I had a bad anxiety week recently. By the time this comes out, I’ll likely be in a different place, but the week I wrote this, my anxiety was utterly brutal.
I had a panic attack one evening, a sense of sudden and impending dread. And when it hit, I scrambled to the bedroom and crawled under the covers. Pulled them up over my head.
And as I did, my cat followed me into the bedroom and started to climb on top of me. I could hear my partner say, “Not now, buddy, she doesn’t feel well” as he moved my cat.
And at that moment, I loved them both so very much.

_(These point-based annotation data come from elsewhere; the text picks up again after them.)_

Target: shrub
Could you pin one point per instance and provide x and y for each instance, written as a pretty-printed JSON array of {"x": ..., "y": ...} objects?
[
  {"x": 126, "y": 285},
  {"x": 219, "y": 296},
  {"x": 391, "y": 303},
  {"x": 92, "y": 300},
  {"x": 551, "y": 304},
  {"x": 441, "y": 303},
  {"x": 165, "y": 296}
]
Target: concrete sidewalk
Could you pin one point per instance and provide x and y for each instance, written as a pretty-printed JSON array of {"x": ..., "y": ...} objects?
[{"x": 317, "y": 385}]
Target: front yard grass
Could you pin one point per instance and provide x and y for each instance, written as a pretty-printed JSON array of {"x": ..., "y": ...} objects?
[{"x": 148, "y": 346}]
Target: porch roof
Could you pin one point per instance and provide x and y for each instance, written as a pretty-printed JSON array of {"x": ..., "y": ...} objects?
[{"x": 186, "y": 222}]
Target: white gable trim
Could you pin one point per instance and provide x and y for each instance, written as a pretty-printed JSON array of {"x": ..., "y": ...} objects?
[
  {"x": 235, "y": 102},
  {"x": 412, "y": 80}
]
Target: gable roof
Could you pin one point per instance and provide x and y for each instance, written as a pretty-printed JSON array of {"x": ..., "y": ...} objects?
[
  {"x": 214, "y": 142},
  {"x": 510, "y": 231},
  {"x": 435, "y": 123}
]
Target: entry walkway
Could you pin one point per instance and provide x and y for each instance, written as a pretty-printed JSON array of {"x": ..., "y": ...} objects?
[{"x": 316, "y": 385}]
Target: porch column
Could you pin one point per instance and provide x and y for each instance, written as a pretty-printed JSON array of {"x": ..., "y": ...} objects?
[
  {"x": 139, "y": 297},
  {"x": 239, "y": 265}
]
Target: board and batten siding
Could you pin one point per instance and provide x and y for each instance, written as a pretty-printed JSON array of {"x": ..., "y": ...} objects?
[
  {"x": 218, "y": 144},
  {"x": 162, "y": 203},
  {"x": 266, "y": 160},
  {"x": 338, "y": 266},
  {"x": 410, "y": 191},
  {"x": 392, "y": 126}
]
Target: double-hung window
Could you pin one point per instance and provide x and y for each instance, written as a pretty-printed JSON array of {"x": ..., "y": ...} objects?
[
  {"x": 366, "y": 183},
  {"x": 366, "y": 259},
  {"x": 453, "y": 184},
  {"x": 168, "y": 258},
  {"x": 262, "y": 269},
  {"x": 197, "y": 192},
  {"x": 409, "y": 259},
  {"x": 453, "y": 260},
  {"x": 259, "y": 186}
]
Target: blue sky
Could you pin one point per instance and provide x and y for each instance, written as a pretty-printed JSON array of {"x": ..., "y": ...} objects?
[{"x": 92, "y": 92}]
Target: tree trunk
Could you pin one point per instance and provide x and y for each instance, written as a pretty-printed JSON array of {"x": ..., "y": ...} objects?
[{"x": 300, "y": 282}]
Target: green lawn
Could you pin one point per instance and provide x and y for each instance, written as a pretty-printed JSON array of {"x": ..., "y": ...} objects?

There were a few hours of deep breathing and steeling myself before I felt right again. I thought that was going to be the worst of it.
It wasn’t. I got some bad news a few days later. And it wasn’t the kind of bad news you can hear and get over really fast. No, it was the confusing, ambiguous kind. The kind that you can’t get over because you can’t figure out what’s true or not. What’s real, what’s false. Who is lying and who is telling the truth.
It was rough. I wasn’t okay for a bit. I did something I never do: I reached out to friends for help. It was a small ask — I asked for video game recommendations (after detailing my oddly specific preferences when it comes to gaming) so I could find something new to play to distract me and my anxiety raged.
But my friends delivered in abundance. Some of them recommended games I’d already played — which was the most flattering of all. Because they knew what I loved. They knew what I loved.
And even getting recommendations that were off the mark, well… that was flattering, too. Because it made me realize how many people actually cared. How many people wanted to help, even in a small way.
The good news is that I’m doing better now as I write this essay. And I’m filled with gratitude for the kindness other people showed me.
Was it a good week? No, it was terrible. But was it all bad? Also no. Because of moments like these. Because people cared and showed it.
Some weeks you get a refresher course in gratitude. This past one was last like that for me.